It has been a week since the Massachusetts National Guard released a pile of previously withheld damning documents related to the abuse of the public process in the review of the proposed machine gun range on the Upper Cape Water Supply Reserve at Joint Base Cape Cod. The emails speak for themselves and invalidate the alleged legitimacy of the Guard’s consideration of substantive public concerns and comments. What’s really interesting and puzzling is that the Guard has not offered any comment looking to mitigate the damage to their credibility, nor have they a offered a counter narrative seeking to reassure the public that there is an alternative view that puts the comments made by the Guard’s project lead in a better light.

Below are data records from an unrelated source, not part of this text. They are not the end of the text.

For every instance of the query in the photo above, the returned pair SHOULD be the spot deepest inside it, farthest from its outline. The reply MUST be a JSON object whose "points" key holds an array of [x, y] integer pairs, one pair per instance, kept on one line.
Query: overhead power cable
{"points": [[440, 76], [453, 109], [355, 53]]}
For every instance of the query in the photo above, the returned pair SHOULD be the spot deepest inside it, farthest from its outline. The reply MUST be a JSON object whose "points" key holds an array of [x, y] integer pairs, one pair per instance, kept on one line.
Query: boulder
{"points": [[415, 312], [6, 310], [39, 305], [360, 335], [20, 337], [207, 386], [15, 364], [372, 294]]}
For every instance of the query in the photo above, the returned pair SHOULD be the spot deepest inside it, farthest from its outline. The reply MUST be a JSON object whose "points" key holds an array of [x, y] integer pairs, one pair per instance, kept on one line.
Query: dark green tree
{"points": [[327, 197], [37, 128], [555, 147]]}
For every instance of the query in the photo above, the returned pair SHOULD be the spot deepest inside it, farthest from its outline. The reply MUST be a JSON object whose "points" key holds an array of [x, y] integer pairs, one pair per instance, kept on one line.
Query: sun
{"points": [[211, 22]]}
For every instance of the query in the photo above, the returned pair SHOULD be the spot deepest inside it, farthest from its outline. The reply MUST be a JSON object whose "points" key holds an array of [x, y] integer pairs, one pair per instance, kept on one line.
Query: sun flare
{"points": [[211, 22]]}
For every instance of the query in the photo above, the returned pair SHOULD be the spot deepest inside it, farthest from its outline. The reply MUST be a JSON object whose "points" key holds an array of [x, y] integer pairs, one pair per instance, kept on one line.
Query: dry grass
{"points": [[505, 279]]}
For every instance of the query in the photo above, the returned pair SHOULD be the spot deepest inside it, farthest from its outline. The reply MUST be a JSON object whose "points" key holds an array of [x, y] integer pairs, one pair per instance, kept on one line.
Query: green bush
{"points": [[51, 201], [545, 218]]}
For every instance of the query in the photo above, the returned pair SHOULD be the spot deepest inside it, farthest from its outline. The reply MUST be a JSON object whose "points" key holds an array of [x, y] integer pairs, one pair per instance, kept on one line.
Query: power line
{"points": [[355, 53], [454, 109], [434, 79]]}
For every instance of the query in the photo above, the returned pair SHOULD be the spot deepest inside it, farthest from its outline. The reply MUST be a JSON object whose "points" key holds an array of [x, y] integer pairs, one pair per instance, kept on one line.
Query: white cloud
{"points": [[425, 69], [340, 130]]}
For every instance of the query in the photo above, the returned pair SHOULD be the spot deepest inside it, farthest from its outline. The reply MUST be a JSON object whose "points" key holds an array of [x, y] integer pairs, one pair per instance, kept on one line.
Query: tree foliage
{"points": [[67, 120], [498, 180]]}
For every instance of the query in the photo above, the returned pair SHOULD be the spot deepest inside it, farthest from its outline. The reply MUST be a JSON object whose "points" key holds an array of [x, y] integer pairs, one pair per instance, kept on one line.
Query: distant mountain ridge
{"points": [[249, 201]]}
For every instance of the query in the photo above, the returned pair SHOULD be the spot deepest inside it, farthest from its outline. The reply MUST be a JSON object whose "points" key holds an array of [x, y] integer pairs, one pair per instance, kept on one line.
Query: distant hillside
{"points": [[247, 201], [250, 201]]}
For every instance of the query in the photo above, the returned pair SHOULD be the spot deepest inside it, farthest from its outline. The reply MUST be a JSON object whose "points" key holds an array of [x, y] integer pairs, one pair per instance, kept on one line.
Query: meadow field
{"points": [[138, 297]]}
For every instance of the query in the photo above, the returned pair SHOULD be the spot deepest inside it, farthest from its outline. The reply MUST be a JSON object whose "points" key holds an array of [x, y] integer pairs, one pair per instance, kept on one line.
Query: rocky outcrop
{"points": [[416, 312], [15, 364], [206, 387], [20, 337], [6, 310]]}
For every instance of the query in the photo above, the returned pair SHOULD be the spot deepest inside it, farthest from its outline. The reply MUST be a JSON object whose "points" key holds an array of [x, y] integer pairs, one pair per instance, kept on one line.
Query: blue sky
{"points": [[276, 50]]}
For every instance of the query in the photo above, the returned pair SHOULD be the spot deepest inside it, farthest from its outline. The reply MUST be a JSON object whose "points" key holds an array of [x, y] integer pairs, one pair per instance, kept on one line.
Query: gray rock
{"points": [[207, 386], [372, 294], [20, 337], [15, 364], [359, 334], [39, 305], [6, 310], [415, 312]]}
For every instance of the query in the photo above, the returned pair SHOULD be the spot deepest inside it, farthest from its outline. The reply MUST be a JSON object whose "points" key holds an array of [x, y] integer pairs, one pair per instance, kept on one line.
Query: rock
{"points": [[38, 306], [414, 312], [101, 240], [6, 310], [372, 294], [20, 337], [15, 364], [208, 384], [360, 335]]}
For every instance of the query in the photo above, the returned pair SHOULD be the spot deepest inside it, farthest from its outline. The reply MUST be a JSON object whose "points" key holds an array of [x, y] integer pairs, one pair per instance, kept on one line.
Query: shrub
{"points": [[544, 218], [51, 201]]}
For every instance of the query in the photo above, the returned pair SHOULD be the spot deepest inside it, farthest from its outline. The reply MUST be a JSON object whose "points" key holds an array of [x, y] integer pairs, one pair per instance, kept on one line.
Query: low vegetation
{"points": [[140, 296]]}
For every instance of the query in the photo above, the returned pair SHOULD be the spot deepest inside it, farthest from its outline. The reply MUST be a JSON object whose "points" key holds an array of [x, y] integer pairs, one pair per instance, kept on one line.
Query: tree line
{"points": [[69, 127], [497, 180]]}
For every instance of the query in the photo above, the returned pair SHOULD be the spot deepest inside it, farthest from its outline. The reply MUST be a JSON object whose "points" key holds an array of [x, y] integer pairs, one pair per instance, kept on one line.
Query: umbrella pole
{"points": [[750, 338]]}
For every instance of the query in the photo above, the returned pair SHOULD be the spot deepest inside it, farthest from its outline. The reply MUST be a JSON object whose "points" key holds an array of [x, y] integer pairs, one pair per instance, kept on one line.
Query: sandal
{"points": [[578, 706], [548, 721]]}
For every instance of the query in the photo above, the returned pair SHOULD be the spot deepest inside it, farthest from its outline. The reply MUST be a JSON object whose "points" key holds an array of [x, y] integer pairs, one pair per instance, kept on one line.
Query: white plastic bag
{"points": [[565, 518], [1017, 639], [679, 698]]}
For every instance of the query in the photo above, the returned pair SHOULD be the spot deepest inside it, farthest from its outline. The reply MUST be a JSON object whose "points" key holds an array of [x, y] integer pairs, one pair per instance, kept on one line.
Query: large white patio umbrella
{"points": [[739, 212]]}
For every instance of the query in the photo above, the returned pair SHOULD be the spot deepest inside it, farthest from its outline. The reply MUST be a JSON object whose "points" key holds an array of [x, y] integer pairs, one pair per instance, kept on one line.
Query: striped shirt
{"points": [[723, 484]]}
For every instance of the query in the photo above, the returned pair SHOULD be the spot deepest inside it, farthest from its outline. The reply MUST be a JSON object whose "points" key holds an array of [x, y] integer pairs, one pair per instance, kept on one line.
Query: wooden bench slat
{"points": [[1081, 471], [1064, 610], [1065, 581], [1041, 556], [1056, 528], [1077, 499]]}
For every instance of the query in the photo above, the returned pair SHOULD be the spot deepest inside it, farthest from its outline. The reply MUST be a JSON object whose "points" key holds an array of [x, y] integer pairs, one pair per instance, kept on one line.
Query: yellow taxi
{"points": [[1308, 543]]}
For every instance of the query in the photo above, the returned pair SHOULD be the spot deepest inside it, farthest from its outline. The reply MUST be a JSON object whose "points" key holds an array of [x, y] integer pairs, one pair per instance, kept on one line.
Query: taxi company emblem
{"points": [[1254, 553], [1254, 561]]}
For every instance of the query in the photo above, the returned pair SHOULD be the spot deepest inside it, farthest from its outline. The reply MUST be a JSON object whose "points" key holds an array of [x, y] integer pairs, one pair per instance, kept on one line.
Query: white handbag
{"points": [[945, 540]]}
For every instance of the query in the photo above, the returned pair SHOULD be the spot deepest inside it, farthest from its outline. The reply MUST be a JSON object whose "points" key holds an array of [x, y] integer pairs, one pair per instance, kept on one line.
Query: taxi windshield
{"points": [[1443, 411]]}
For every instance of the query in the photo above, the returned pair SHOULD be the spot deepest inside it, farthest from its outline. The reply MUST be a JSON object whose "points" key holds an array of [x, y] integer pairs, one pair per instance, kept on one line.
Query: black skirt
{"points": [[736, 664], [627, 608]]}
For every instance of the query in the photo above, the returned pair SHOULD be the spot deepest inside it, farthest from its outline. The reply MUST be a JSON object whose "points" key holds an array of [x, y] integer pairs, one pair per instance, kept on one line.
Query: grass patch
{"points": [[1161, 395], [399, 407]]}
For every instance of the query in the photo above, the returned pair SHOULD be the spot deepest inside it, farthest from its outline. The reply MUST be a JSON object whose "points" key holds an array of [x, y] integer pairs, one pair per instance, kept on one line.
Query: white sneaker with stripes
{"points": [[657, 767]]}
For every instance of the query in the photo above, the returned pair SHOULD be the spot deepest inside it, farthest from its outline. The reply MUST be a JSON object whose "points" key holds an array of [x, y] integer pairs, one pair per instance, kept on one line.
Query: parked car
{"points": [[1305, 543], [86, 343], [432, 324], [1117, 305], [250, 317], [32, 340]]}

Perhaps the Guard hasn’t offered a public defense because their senior leadership can’t find the words to convince the public that it’s okay to denigrate the members of the public who are concerned with protecting the Cape’s water supply as adversaries of the military; that it’s okay to characterize and then deride the assumed political beliefs and affiliations of the public exercising its right to comment on proposed activities on the base; that it is okay to admit that their own project cannot survive further review while also telling the public the assessment was complete and thorough; and finally that it’s okay to withhold public documents not once but twice.

Maybe no one from the Guard has tried to make those arguments because there are no arguments to be made to explain away the deceptive practices used to try to force this project onto a location for which it is poorly suited.